E: het centrale deel van het onderzoeksgebied. Dit deel heeft een duidelijke ronde vorm die door terreinaanpassingen aan de noord en westkant niet helemaal rond meer is. In de hoogtekaart lijkt het gebied meer ovaalvormig te zijn, dit is met de stippellijn aangegeven. Dit hoogteverloop komt echter niet overeen met de exacte ligging van het centrale deel, mogelijk is door latere terreinophogingen het hoogteprofiel veranderd zodat het oorspronkelijke centrale deel niet meer in het landschap herkenbaar is.

F: gebouwen conform de kadasterkaart 1832 met in G een soort omheining en pad naar de toegang bij B. Van deze gebouwen zijn zwakke aanwijzingen gevonden in de weerstandsmetingen en in de magnetometingen.
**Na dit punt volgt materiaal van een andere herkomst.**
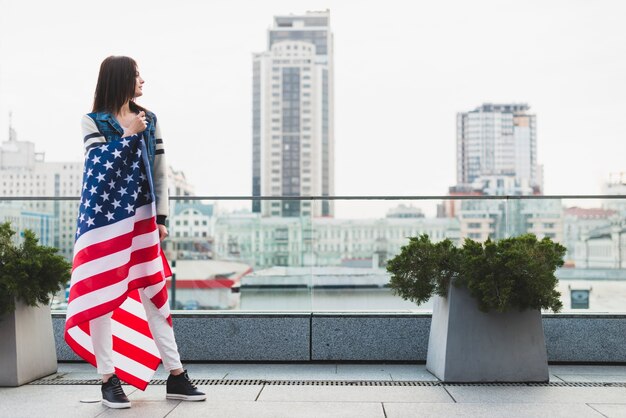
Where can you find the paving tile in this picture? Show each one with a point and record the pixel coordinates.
(408, 372)
(142, 409)
(362, 372)
(525, 394)
(593, 378)
(214, 392)
(207, 371)
(278, 410)
(611, 410)
(354, 394)
(584, 369)
(486, 410)
(282, 371)
(50, 401)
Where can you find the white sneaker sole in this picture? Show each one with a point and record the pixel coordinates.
(116, 405)
(185, 397)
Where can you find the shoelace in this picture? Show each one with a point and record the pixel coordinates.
(189, 382)
(117, 390)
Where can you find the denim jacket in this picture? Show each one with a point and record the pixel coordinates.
(99, 127)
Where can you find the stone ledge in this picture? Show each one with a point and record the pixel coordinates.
(360, 336)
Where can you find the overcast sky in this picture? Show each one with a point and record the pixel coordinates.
(403, 69)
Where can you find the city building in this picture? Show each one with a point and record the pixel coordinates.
(190, 231)
(300, 242)
(616, 186)
(498, 139)
(25, 173)
(293, 117)
(578, 223)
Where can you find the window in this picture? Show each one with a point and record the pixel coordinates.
(579, 299)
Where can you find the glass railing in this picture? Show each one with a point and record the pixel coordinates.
(314, 254)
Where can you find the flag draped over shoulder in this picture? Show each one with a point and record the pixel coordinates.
(116, 252)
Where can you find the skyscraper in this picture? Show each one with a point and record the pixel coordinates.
(498, 140)
(292, 116)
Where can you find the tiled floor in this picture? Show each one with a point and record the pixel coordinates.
(259, 399)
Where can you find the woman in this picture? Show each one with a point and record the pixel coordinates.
(116, 116)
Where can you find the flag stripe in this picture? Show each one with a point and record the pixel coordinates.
(133, 351)
(122, 316)
(90, 312)
(148, 257)
(124, 226)
(143, 245)
(114, 245)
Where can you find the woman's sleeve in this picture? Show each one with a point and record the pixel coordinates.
(160, 178)
(91, 135)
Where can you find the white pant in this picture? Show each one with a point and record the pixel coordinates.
(162, 332)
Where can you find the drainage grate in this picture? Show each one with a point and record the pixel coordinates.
(59, 380)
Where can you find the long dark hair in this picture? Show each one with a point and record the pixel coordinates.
(116, 85)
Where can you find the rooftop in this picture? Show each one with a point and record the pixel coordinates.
(328, 390)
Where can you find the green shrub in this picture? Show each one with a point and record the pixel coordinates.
(512, 273)
(29, 272)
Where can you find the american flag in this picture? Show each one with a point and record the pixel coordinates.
(116, 252)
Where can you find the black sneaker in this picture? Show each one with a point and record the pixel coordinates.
(180, 387)
(113, 395)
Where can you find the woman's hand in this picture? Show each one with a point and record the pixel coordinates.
(162, 232)
(137, 124)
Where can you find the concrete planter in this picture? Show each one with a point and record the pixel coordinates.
(467, 345)
(27, 350)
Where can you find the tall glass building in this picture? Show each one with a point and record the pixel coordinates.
(498, 140)
(292, 117)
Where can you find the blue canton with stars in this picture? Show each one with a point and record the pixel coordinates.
(116, 182)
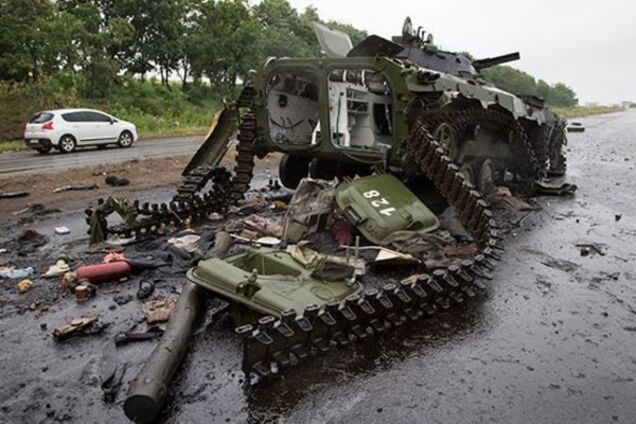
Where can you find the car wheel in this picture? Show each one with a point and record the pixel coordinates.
(125, 139)
(67, 144)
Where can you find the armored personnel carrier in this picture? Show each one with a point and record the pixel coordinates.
(357, 108)
(400, 106)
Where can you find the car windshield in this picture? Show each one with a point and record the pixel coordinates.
(41, 117)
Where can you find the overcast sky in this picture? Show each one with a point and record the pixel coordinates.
(588, 44)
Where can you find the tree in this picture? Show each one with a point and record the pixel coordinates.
(25, 54)
(562, 95)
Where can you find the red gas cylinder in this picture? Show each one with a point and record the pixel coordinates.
(104, 272)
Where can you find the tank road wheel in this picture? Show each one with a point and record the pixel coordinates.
(447, 138)
(468, 171)
(486, 177)
(292, 169)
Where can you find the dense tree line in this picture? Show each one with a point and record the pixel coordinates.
(98, 43)
(195, 39)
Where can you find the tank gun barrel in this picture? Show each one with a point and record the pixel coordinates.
(497, 60)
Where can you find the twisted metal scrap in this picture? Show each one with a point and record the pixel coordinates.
(189, 202)
(275, 344)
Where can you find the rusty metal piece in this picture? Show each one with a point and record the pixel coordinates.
(74, 328)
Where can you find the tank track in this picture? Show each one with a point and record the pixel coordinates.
(189, 202)
(272, 344)
(533, 167)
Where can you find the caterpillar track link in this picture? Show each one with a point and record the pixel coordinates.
(532, 153)
(196, 198)
(274, 344)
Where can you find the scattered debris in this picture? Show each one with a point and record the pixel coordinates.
(24, 286)
(575, 127)
(62, 230)
(111, 385)
(145, 289)
(450, 222)
(122, 299)
(12, 273)
(75, 188)
(13, 194)
(502, 198)
(75, 327)
(268, 241)
(548, 189)
(562, 264)
(131, 336)
(114, 181)
(341, 232)
(85, 291)
(60, 268)
(587, 248)
(278, 205)
(309, 207)
(187, 243)
(159, 310)
(386, 256)
(215, 216)
(100, 273)
(37, 209)
(97, 216)
(327, 267)
(263, 226)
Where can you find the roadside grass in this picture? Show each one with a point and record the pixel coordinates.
(583, 111)
(184, 131)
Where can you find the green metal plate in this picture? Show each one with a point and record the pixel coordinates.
(379, 205)
(268, 281)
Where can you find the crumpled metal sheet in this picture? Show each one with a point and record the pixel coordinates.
(312, 202)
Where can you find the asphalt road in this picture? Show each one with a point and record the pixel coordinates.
(553, 340)
(27, 161)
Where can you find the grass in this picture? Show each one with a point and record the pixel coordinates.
(17, 145)
(583, 111)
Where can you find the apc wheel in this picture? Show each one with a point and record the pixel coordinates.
(447, 138)
(67, 144)
(125, 139)
(486, 177)
(292, 169)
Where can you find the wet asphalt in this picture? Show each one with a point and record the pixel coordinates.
(30, 161)
(552, 340)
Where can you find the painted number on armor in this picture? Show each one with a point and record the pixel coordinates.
(379, 203)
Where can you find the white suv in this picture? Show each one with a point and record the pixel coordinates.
(67, 129)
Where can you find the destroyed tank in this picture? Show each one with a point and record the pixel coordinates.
(355, 109)
(384, 111)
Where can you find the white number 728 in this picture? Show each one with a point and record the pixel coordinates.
(379, 203)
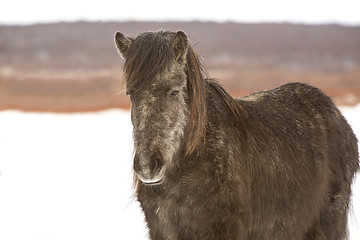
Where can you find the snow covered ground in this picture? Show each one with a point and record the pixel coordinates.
(68, 177)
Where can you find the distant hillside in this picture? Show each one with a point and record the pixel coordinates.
(68, 59)
(91, 44)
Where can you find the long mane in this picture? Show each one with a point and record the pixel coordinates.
(150, 54)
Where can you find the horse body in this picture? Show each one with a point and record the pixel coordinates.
(276, 164)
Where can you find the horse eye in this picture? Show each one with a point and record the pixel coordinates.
(174, 93)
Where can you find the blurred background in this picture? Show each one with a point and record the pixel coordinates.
(65, 134)
(60, 56)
Waarschijnlijk die gebouwen niet diep gefundeerd.

G: Zie F:

H: Een scherp begrensde strook van hoge weerstand die de ronde contour van het centrale deel volgt. Mogelijk is dit een fundering van een muur of andere vorm die het centrale deel omgeven heeft.

J: Waarschijnlijk ophogingsmateriaal van moderne opschoningen van de waterpartijen

K: Restanten van fundering of uitbraaksleuven van een gebouwtje, de kapel, van 7 bij minimaal 7 meter.

Het onderzoek is een fraaie aanvulling op het promotie onderzoek van Jos Cuijpers. We zijn zeer benieuwd wat er nog meer uit het promotieonderzoek 'naar boven' komt.